Why the Future of Seafood Depends on Both Wild Fisheries and Aquaculture
Seafood is like the orchestra of our food system. Some instruments are ancient, passed down for generations — like wild fisheries. Others are newer, built with innovation — like aquaculture. Alone, each has its own beauty. But together? That’s when the harmony happens. And harmony is exactly what the future of food demands.
Wild Fisheries: Ancestral Notes in the Symphony
When I visit fishing communities, I don’t just see seafood being harvested — I see tradition, identity, and culture woven into every net. Generations of families have learned how to fish responsibly, protecting the very waters that feed them.
In the United States, laws like the Magnuson-Stevens Act have rebuilt more than 40 fish stocks since 2000, proving that good governance can heal oceans and sustain communities. In Europe, the Common Fisheries Policy has made similar progress, slowly pulling stocks back from collapse and setting science-based quotas that matter not just for fish, but for the people whose livelihoods depend on them.
Wild fisheries are like your grandmother’s recipe book — worn, dog-eared, with notes in the margins. They are an inheritance of wisdom, a living memory of how humans have worked with the ocean for centuries. Protecting them is not just about keeping fish on the menu — it’s about honoring heritage, ensuring fair livelihoods, and caring for ecosystems that sustain us all.
Aquaculture: Composing the Future
Now picture aquaculture as jazz — experimental, evolving, a little daring. More than half of the seafood we eat today is farmed, and that share will only grow. When done responsibly, aquaculture relieves pressure on wild stocks, creates jobs, and can even improve ecosystems.

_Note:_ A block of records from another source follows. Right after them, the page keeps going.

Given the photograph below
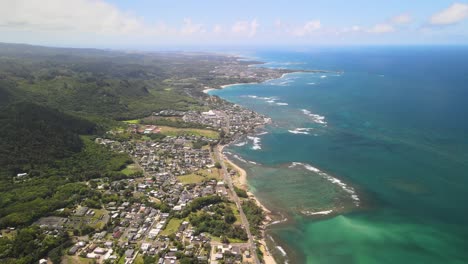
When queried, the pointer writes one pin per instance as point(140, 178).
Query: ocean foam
point(239, 158)
point(255, 142)
point(281, 250)
point(317, 213)
point(350, 190)
point(315, 118)
point(300, 130)
point(240, 144)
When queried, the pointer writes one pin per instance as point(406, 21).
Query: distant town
point(179, 202)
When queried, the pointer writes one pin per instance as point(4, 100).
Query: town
point(178, 203)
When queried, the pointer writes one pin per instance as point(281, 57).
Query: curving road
point(245, 222)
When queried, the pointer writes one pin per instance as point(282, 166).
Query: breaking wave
point(301, 130)
point(350, 190)
point(255, 142)
point(315, 118)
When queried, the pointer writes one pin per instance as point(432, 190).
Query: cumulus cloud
point(190, 28)
point(392, 24)
point(218, 29)
point(451, 15)
point(75, 15)
point(307, 28)
point(402, 19)
point(248, 28)
point(382, 28)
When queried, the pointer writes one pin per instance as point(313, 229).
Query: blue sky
point(146, 23)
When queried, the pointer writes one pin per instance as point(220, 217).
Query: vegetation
point(171, 227)
point(173, 131)
point(240, 192)
point(219, 224)
point(254, 214)
point(172, 122)
point(31, 244)
point(33, 135)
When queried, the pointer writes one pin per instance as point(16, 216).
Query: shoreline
point(241, 183)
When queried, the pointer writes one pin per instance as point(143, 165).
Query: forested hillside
point(34, 135)
point(117, 85)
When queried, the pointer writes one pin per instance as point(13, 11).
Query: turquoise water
point(392, 129)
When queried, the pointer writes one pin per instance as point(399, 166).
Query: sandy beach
point(241, 182)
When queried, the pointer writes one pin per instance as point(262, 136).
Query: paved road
point(227, 179)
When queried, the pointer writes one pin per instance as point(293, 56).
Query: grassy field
point(191, 178)
point(200, 176)
point(139, 259)
point(76, 260)
point(236, 214)
point(133, 121)
point(173, 131)
point(130, 169)
point(172, 227)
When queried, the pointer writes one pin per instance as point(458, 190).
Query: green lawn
point(173, 131)
point(200, 176)
point(236, 214)
point(139, 259)
point(76, 260)
point(172, 226)
point(130, 169)
point(134, 121)
point(191, 178)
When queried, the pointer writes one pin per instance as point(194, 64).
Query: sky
point(157, 23)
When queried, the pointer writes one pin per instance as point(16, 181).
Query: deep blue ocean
point(369, 162)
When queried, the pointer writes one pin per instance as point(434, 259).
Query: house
point(129, 253)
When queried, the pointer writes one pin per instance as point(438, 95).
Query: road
point(245, 223)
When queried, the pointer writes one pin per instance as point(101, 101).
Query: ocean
point(368, 162)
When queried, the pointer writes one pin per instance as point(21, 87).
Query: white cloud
point(391, 25)
point(76, 15)
point(248, 28)
point(307, 28)
point(190, 28)
point(401, 19)
point(218, 29)
point(382, 28)
point(451, 15)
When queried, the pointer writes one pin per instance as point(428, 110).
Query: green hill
point(33, 135)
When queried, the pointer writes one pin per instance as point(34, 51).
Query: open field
point(200, 176)
point(172, 226)
point(76, 260)
point(130, 169)
point(172, 131)
point(133, 121)
point(191, 178)
point(236, 214)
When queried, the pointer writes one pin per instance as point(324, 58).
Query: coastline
point(241, 183)
point(241, 180)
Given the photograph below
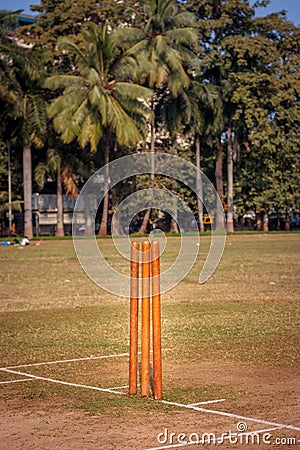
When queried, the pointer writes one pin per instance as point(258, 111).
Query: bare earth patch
point(262, 393)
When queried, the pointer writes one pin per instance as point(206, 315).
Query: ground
point(231, 345)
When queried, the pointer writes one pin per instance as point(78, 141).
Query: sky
point(291, 6)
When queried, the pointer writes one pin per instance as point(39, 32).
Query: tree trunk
point(143, 228)
point(199, 186)
point(219, 186)
point(27, 188)
point(60, 211)
point(103, 226)
point(230, 221)
point(265, 222)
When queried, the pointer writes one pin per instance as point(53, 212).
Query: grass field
point(234, 338)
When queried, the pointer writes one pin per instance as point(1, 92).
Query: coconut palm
point(23, 112)
point(96, 101)
point(164, 50)
point(58, 165)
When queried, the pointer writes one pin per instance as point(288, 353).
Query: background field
point(234, 338)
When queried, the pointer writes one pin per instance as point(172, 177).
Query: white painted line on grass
point(215, 441)
point(234, 416)
point(120, 387)
point(15, 381)
point(88, 358)
point(52, 380)
point(208, 402)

Mussels and oysters, for example, are nature’s water filters — cleaning coastal waters while feeding communities. Seaweed farms act like carbon sponges, drawing down emissions while producing nutritious food. In the Netherlands, integrated aquaculture systems are being tested to recycle nutrients and restore ecological balance, while in the U.S. and Asia, smallholder shrimp farmers are experimenting with mangrove-integrated systems that protect coastlines as they raise seafood.
These examples remind us that aquaculture isn’t one thing — it’s a spectrum of practices. Some are harmful, yes. But many small-scale aquaculture farmers are pioneering low-impact methods that meet or exceed the standards of certified operations, even if they lack the official seal.
Beyond Labels and Lists
Certifications and consumer guides are valuable — they give consumers confidence and hold producers accountable. But they are not the whole story. For many small-scale fishers and aquaculture farmers, certification is out of reach financially, even when their practices are excellent.
It’s like having a farmer with the most flavorful, responsibly grown tomatoes you’ve ever tasted, but no USDA or EU organic label. Would you really dismiss those tomatoes just because they weren’t “certified”?
Seafood is no different. If we only trust color-coded lists, we risk excluding the very producers who are quietly doing things right. Some of the most responsible fishers and farmers — whether in Southeast Asia, the Mediterranean, or right here in the Netherlands — may never appear on a “green list,” but their products deserve our support.
That’s why I believe the best path forward is knowing your source — asking questions, visiting producers, and building trust. Sustainability is not a logo on a package. It’s the integrity of the people behind the product.
A Shared Future
Here’s the truth: it’s not wild or farmed. It’s wild and farmed. Like an orchestra, both are needed to create the full sound. Like a meal, both are needed to nourish our future.
And whether you’re a chef, a policymaker, or simply someone deciding what to cook on a Tuesday night, your choices ripple outward. They touch coastal communities, ecosystems, and future generations.
When you choose responsibly — whether it’s a wild-caught herring from the North Sea, farmed mussels from Zeeland, or shrimp from a farmer restoring mangroves in Asia — you are voting for a better food system.
Sustainable seafood isn’t some abstract issue debated in conference halls. It’s the story of the food on your plate, the people behind it, and the ecosystems that make it possible. And just like music, when everyone plays their part — in balance — the result is extraordinary.